Shantiniketan: Shantiniketan is a university town that was set up nu Nobel Laureate poet Rabindranath Tagore. It was Tagore’s father, Maharshi Debendranath, who chanced upon a serene piece of land in 1861 and decided to build his hermitage called Shantiniketan (Abode of Peace). So when Tagore decided to build his ‘back to nature’ ashram-style school in 1901, he chose the leafy precincts around Santiniketan. Gradually, the small school expanded to the university Viswa Bharati.

Shantiniketan Griha is the first building that Rabindranath Tagore’s father, Debendranath, built in 1863. The Upasana Griha (prayer hall) has colourful stained-glass work—a cross between Gothic church and Gujarati styles. Patha Bhavan, a building with lively fresco paintings by Nandalal Bose, was built in 1899.
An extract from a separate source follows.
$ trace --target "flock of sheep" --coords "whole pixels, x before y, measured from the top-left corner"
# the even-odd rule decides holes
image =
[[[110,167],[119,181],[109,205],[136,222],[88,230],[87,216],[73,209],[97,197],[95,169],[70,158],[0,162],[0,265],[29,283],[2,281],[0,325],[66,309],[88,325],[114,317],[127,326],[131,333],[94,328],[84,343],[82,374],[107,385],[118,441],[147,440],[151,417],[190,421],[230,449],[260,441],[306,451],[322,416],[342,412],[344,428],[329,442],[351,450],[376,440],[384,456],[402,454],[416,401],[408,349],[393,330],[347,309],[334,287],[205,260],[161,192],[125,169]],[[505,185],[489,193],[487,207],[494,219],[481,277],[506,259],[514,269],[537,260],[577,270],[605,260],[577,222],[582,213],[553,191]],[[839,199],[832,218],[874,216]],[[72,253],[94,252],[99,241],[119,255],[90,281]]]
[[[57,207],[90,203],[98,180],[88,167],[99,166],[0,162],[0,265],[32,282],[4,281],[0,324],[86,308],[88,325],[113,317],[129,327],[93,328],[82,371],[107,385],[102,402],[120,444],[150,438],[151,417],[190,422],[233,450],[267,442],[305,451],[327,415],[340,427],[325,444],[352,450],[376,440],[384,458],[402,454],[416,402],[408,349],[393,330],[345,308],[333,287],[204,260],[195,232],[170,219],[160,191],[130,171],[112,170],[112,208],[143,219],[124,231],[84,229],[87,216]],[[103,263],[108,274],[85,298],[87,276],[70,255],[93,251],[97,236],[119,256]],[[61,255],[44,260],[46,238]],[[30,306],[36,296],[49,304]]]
Popular attractions include the Museum (closed on Tuesdays and Wednesdays) and the Uttarayan complex (the five houses where Tagore stayed at different times).

The Hoysala Temples of Belur in Karnataka: These sacred ensembles have been on the tentative list of UNESCO, since 2014. Currently, all three Hoysala Temples are protected monuments under the Archeological Survey of India. As the UNESCO site says, during their reign, the Hoysalas built more than 1,500 temples all across their empire of which only a little over 100 survive today. Art historians recognise the exceptionally intricate sculptural artistry of the Chennakeshava temple at Belur and the Hoysaleshwara temple at Halebid to be among the masterpieces of South Asian art making the name of Hoysala synonymous with artistic achievement.